As noted herein, the defendant specifically alleged in his motion to modify that there had been a substantial change in circumstances in that the financial circumstances of the parties had changed. He then stated, as he did in his 2017 motion to modify, that the parties share physical custody of the minor child, He did not allege that there had been a change in custody or that any change in the parenting plan constituted a substantial change in circumstances.
II
[7] The defendant also claims that the court abused its discretion in ordering him to pay to the plaintiff $10,000 for attorney’s fees to defend against this appeal. We disagree.
The following additional procedural history is relevant to our consideration of this claim. In the plaintiff’s motion for attorney’s fees to defend against this appeal, she alleged, inter alia, that, based on the parties’ respective financial affidavits, the "defendant is in a significantly more enhanced financial position to pay attorney’s fees to pursue the appeal." At the November 23, 2662022 hearing, the court granted the plaintiff’s motion and ordered the defendant to pay the plaintiff $10,000 to defend against this appeal, reasoning that the defendant "has substantial liquid assets that the plaintiff does not."
[8–11] General Statutes § 46b-62 (a) supports an award of attorney’s fees if, inter alia, the prospective recipient of a fee award lacks ample liquid assets to cover the cost of his or her own legal expenses. Leonova v. Leonov, 201 Conn. App. 285, 329, 242 A.3d 713 (2020), cert, denied, 336 Conn. 906, 244 A.3d 146 (2021). "A determination of what constitutes ample liquid funds … requires … an examination of the total assets of the parties at the time the award is made." (Internal quotation marks omitted.) Olson v. Mohammadu, 169 Conn. App. 243, 265, 149 A.3d 198, cert. denied, 324 Conn. 903, 151 A.3d 1289 (2016). "A trial court is not limited to awarding fees for proceedings at the trial level. Connecticut courts have permitted postjudgment awards of attorney’s fees to defend an appeal." Leonova v. Leonov, supra, at 327, 242 A.3d 713. ‘Whether to allow counsel fees, [under § 46b-62 (a)], and if so in what amount, calls for the exercise of judicial discretion. … An abuse of discretion in granting counsel fees will be found only if [an appellate court] determines that the trial court could not reasonably have concluded as it did." (Internal quotation marks omitted.) Id.

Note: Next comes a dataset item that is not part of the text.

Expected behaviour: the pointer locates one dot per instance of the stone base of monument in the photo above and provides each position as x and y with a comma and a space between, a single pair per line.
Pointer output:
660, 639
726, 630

Here, the court based its award of attorney’s fees on its determination that the defendant had substantial liquid assets that the plaintiff did not have. That determination is supported by the parties’ financial affidavits, which reflect that the plaintiff had only $500 in a checking account and no other liquid assets, whereas the defendant had $160,000 in checking accounts. We therefore conclude that the court did not abuse its discretion in awarding $10,000 to the plaintiff to defend against this appeal.
The judgment is affirmed.
In this opinion the other judges concurred.